On the positive side of the equation, the number of public history programs, concentrations and courses continues to expand. A significant number of people at the breakfast identified themselves as either coordinating new programs or working to extend public history course offerings and degree opportunities in their home institutions. Further, the expansion of public history is fostering a transformation in history education and scholarship more generally. Public history educators are engaged scholars, working to develop or improve partnerships with museums, archives, historical societies, secondary schools and other institutions. Such partnerships are mutually beneficial. They provide practical experiences for our students, and they help public history institutions document their value to the community at large. Public history educators are striving to assess and implement best practices for managing partnerships, running programs, and fostering scholarship. As part of this effort, we are deeply engaged in efforts to transform university culture around issues of promotion and tenure, and this effort is contributing to the evolution of more engaged forms of scholarship, teaching and service throughout the discipline of history.
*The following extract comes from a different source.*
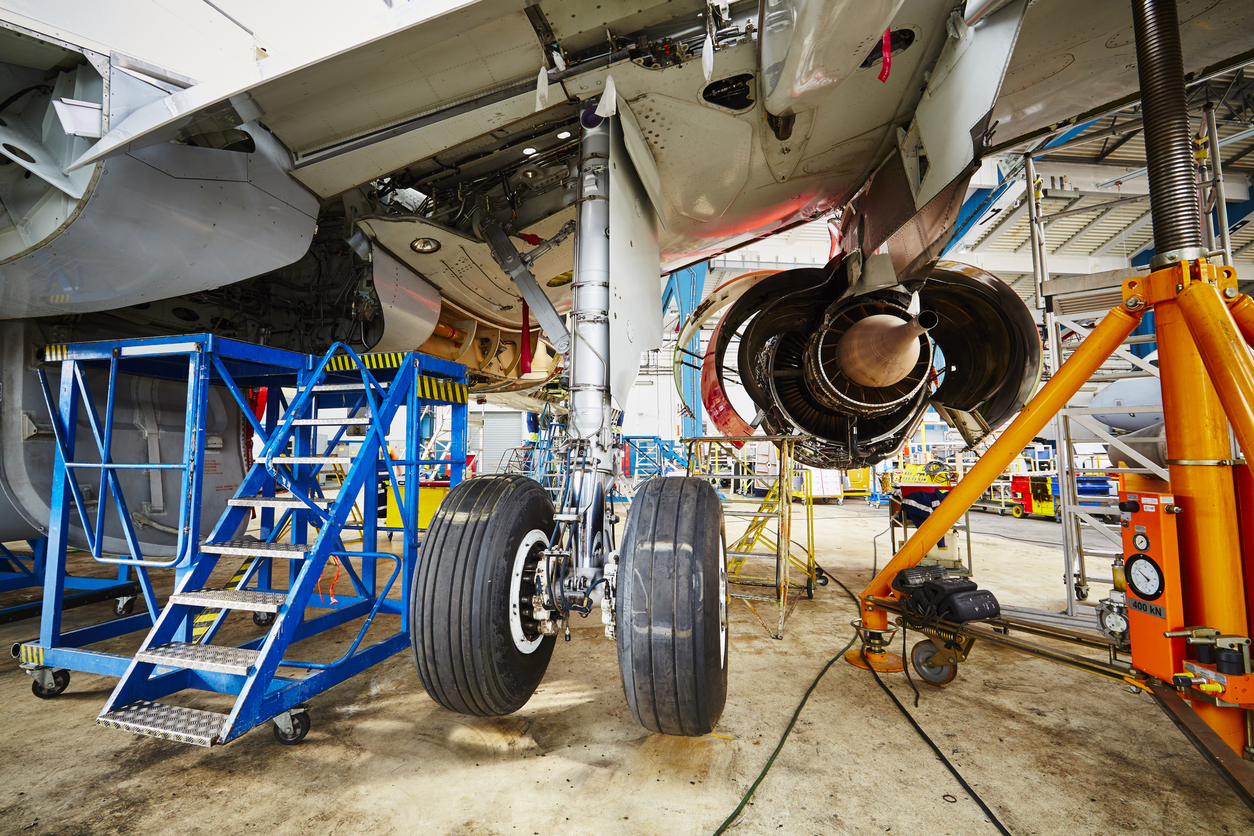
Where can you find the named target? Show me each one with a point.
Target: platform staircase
(179, 652)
However, breakfast participants also identified a number of serious ethical issues amplified by the national economic crisis. Because graduate programs tend to be counter-cyclical in relationship to the economy, the number of applicants to public history and history programs is expanding. Many incoming students are traditional students trying to delay entry into the job market, but many others are non-traditional students looking to make a career change when their jobs have been lost or threatened. University administrators, facing their own budgetary crises, are pressuring departments to increase their enrollments in order to ensure a steady stream of tuition revenue. At the same time, they are cutting the budgets that keep programs viable. At many universities, graduate assistantships and sponsored internships have been dramatically reduced. Some departments are forced to offer fewer courses in order to cut the cost of hiring professional adjuncts to teach crucial, skill-based courses.
The ethical issues we face have broad ramifications. Public history institutions are laying off curators, educators and archivists, forcing public history educators to consider their role in undermining job security for both our colleagues and our students. Our students –working in the context of courses or as interns—are a source of free labor, fulfilling responsibilities formerly held by colleagues who have lost their jobs. Upon graduation, new professionals are competing for jobs against more experienced colleagues as well as students. Many remain unemployed or under-employed for long periods of time, leaving them not only without a reliable income, but often without access to health insurance and other necessary benefits.
As public history educators, then, it seems clear that our engagement in these issues must expand to meet the needs or our students and colleagues. From our comparatively secure positions, we can identify funding opportunities that will come from stimulus monies distributed to the states. Patrick Moore from the University of West Florida urged public history educators to develop projects now that will provide opportunities for both our students and our unemployed colleagues to earn income from federally funded initiatives. Equally important, Briann Greenfield from Central Connecticut State University observed that public history educators must take our role as advocates for museums, historic sites and higher education even more seriously than we already do, making sure that politicians and funding agencies are well aware of the value of our work.
As educators and intellectuals actively promoting more engaged forms of intellectual inquiry and teaching, we have a responsibility to bear witness both to the plight of our colleagues and to the public value of history.